Type 2: Don’t buy the machine, it would have helped. You lose 7 vials/shift x $12 margin x 500 shifts = $42,000/year. In four years, you’ve lost the cost of the machine in foregone revenue.
The point estimate gives you one answer: buy or don’t. The posterior gives you the probability of each type of error:
- P(payback < 24 months) = the probability the investment pays off quickly
- P(improvement < 2 vials) = the probability it’s a waste
- P(improvement > 10 vials) = the probability it’s a home run
These probabilities come directly from the 1,000-replication distribution. No additional modeling needed. No additional cost. Just count.

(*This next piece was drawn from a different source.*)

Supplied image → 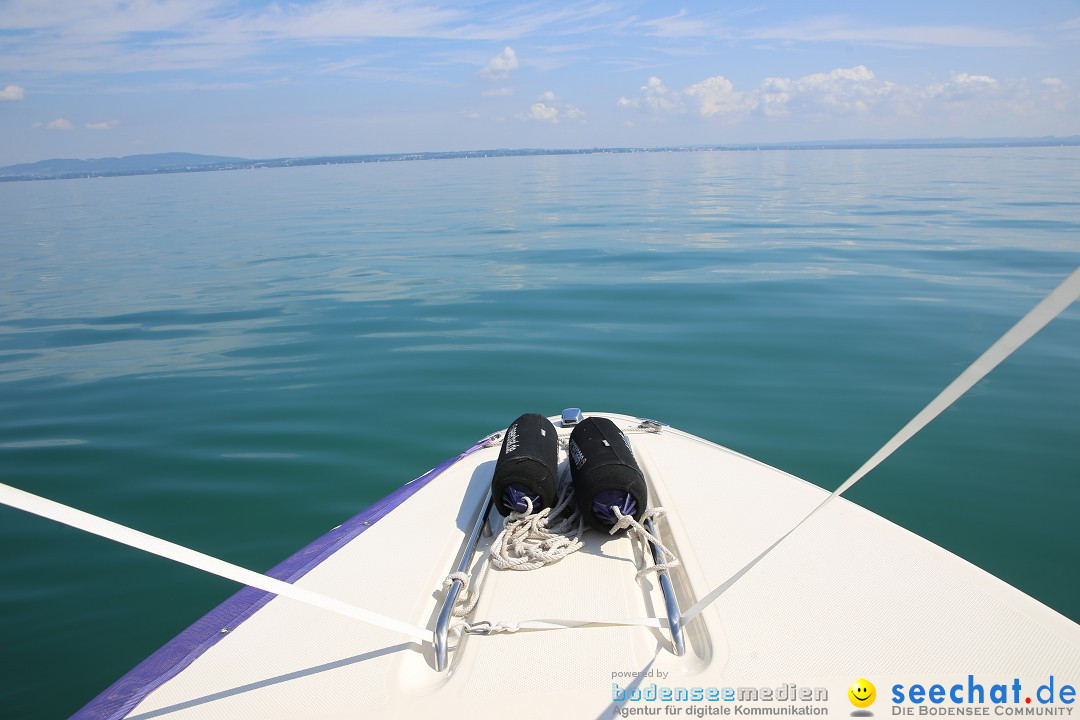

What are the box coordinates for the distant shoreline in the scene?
[0,135,1080,182]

What You Need to Do This With Real Data
- Run time studies. 200 observations per stage, across shifts.
- Compute the standard error. SE = sample_sd / sqrt(n).
- Describe the line. DSL, five lines per stage.
- Run the analysis. 1,000 replications, 68 seconds.
- Present the distribution. Not one number — a histogram, a credible interval, and the probability of each decision-relevant outcome.
The analysis that Averill Law called “rarely done because it’s too expensive” now takes less time than making the slide it goes on.